Pan (the map display)
The function of shifting, or scrolling, a map image relative to the display window without changing the viewing scale. Panning a map can also be thought of as moving the map image in any direction across the surface of the display window so you can see the different regions of a map.
Points
A type of geometry that represents discrete locations of geographic features, such as well locations, telephone poles, and stream gauges. Points contain a single set of x,y coordinates and a spatial reference, and they are often expressed in longitude (x) and latitude (y) values. They can also have an optional z-value for elevation and an m-value for linear referencing. Points can also represent address locations, GPS coordinates, or mountain peaks.
Polygons/areas
Geometric enclosed areas (many-sided figures) that represent the shape and location of homogeneous features such as states, counties, parcels, and land-use zones.
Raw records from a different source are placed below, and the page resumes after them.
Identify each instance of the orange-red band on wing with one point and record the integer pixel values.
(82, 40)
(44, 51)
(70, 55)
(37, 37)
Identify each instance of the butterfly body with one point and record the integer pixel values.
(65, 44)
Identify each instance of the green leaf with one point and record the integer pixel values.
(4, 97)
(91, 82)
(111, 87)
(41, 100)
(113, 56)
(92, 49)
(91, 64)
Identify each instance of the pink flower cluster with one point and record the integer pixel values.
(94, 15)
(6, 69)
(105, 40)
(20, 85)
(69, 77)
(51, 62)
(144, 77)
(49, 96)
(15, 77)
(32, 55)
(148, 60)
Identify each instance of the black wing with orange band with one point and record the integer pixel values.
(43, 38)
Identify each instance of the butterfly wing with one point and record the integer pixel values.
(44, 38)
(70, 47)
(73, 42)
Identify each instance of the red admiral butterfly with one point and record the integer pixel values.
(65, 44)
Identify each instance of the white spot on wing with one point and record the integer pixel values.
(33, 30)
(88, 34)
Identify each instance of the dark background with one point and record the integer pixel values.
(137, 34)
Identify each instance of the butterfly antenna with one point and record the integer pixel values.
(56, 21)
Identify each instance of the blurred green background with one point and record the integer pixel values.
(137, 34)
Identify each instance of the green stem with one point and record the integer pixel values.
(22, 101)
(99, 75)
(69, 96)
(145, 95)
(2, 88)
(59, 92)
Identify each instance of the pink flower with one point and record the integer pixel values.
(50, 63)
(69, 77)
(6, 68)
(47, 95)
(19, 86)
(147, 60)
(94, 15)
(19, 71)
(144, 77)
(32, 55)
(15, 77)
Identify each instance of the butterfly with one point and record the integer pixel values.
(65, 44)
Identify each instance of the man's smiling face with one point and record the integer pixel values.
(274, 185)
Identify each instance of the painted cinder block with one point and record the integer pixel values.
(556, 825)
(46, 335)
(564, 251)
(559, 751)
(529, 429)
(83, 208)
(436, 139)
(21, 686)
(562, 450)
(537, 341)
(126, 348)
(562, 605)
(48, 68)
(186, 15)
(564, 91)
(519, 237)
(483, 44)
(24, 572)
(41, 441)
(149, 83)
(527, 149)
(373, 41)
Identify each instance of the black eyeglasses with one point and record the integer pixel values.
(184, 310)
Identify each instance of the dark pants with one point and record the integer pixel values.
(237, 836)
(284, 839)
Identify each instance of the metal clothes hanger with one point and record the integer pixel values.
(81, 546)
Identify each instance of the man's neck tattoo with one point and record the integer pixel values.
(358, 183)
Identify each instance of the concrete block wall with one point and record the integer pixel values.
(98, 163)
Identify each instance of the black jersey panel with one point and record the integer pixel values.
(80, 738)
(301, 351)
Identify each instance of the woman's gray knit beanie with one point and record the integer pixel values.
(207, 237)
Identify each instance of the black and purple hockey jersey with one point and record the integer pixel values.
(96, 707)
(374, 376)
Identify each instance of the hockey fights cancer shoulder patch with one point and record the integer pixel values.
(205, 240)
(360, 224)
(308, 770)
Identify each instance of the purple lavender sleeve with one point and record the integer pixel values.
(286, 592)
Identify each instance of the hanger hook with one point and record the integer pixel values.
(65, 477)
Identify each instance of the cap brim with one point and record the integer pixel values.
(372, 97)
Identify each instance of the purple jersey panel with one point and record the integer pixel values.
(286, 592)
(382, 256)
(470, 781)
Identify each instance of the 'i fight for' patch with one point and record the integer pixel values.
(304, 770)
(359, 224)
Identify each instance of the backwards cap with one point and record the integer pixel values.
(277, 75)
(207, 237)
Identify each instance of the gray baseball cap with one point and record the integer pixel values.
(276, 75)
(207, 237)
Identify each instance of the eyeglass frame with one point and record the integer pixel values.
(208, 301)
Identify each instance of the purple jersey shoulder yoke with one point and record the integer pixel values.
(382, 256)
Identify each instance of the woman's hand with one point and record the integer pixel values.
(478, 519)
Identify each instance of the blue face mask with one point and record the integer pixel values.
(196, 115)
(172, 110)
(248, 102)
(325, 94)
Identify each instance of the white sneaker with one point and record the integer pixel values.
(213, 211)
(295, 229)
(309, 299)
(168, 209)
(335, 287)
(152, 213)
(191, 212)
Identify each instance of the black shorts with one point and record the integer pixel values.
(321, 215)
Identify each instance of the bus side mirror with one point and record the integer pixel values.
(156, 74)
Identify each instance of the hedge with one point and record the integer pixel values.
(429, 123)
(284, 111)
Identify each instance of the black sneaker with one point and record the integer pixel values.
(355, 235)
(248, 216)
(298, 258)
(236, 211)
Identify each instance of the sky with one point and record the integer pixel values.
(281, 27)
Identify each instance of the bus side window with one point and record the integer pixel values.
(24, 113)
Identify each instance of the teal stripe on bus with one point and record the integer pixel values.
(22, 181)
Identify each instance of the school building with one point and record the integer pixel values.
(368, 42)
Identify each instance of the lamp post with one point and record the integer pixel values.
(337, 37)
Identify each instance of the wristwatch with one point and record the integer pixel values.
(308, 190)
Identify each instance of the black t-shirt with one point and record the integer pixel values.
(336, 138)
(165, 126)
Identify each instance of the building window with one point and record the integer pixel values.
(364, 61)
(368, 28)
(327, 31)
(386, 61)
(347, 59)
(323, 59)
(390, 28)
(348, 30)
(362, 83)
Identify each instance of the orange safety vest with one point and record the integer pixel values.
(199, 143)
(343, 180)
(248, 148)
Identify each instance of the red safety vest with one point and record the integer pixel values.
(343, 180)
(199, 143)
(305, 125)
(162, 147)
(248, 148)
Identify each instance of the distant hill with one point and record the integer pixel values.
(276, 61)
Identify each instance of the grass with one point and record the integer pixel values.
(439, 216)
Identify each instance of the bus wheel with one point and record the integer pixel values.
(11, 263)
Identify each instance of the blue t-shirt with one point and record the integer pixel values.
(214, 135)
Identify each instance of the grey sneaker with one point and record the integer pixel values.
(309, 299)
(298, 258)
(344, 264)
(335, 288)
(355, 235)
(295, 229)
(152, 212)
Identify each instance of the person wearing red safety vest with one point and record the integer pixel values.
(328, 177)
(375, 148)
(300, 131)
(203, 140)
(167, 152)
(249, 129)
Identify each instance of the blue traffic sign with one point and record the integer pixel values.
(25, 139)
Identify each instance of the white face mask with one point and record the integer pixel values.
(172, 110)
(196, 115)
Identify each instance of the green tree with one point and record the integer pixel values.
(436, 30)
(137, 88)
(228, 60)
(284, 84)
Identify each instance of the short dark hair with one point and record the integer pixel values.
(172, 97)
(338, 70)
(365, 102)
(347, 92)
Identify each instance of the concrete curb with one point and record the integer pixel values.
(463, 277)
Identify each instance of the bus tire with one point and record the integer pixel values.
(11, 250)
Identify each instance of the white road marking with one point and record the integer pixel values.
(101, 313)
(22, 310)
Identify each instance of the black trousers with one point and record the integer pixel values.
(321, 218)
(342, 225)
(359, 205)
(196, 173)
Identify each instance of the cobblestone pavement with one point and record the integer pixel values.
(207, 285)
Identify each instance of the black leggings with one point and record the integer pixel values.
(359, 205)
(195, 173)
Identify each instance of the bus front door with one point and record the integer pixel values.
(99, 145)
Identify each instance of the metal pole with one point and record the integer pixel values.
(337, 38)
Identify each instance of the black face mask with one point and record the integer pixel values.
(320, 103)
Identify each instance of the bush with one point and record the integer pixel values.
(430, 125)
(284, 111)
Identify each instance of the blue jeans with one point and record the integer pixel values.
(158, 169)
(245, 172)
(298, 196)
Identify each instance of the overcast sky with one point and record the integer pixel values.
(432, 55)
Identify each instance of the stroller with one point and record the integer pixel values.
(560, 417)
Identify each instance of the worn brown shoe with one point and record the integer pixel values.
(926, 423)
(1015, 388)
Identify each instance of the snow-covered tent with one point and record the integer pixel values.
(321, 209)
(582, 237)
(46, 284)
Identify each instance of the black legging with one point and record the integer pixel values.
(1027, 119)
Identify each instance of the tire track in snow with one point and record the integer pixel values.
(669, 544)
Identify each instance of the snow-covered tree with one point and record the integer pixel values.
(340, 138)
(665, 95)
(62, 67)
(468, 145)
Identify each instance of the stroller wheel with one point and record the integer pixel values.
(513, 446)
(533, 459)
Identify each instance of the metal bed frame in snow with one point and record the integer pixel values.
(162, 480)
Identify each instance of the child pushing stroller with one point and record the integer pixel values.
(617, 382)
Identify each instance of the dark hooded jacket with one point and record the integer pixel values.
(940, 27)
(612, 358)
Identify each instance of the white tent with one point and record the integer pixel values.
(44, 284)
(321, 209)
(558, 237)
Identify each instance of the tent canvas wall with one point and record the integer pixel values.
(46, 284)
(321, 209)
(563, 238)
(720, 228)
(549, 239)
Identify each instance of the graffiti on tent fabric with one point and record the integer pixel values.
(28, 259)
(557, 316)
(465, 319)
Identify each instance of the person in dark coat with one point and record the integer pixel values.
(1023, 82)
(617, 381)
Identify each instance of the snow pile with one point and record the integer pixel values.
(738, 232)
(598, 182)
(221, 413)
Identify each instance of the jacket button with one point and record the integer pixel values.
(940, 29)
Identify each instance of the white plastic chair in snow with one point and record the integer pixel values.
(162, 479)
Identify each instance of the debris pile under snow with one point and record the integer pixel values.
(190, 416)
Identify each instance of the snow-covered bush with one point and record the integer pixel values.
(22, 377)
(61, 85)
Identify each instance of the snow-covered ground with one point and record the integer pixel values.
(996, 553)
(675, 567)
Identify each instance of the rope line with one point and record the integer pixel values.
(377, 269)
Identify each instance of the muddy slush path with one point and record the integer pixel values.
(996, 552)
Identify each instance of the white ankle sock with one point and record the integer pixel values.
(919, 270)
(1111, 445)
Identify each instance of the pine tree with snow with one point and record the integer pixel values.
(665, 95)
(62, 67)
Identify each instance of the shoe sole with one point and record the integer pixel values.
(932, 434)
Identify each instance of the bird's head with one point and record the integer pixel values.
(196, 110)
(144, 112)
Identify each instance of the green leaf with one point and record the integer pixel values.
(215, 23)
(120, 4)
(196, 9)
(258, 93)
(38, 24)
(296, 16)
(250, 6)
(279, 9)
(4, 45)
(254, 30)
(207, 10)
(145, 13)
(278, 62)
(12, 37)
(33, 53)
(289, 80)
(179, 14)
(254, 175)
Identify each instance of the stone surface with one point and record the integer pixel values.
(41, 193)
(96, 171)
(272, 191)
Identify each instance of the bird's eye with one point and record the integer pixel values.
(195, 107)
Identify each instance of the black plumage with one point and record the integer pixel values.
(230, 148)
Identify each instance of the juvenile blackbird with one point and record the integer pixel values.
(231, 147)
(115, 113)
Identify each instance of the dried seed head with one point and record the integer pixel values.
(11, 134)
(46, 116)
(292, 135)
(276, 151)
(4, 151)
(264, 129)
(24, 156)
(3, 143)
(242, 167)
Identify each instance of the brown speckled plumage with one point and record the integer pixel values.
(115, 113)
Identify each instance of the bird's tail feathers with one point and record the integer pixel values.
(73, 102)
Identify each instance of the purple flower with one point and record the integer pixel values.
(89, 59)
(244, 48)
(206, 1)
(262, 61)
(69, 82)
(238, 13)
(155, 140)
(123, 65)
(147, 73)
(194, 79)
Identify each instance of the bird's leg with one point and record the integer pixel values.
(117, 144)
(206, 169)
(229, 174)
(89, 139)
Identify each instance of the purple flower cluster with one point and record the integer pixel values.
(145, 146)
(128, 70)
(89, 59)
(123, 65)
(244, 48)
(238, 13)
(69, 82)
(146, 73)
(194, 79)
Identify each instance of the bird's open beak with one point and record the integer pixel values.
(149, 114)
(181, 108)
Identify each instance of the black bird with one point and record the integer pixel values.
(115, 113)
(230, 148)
Polygons are often called areas. Each polygon is composed of a series of x,y coordinates, or points, and a spatial reference, as well as an optional z-value that defines each x,y coordinate's elevation and an m-value for linear referencing. These define the precise location (latitude and longitude of the polygon's boundary).
Web map
A digital map file that contains a map's layers, styles, and related data. You can search for a web map in ArcGIS and add it to a map. When a web map is added to a map, the individual layers in the web map become layers in the map.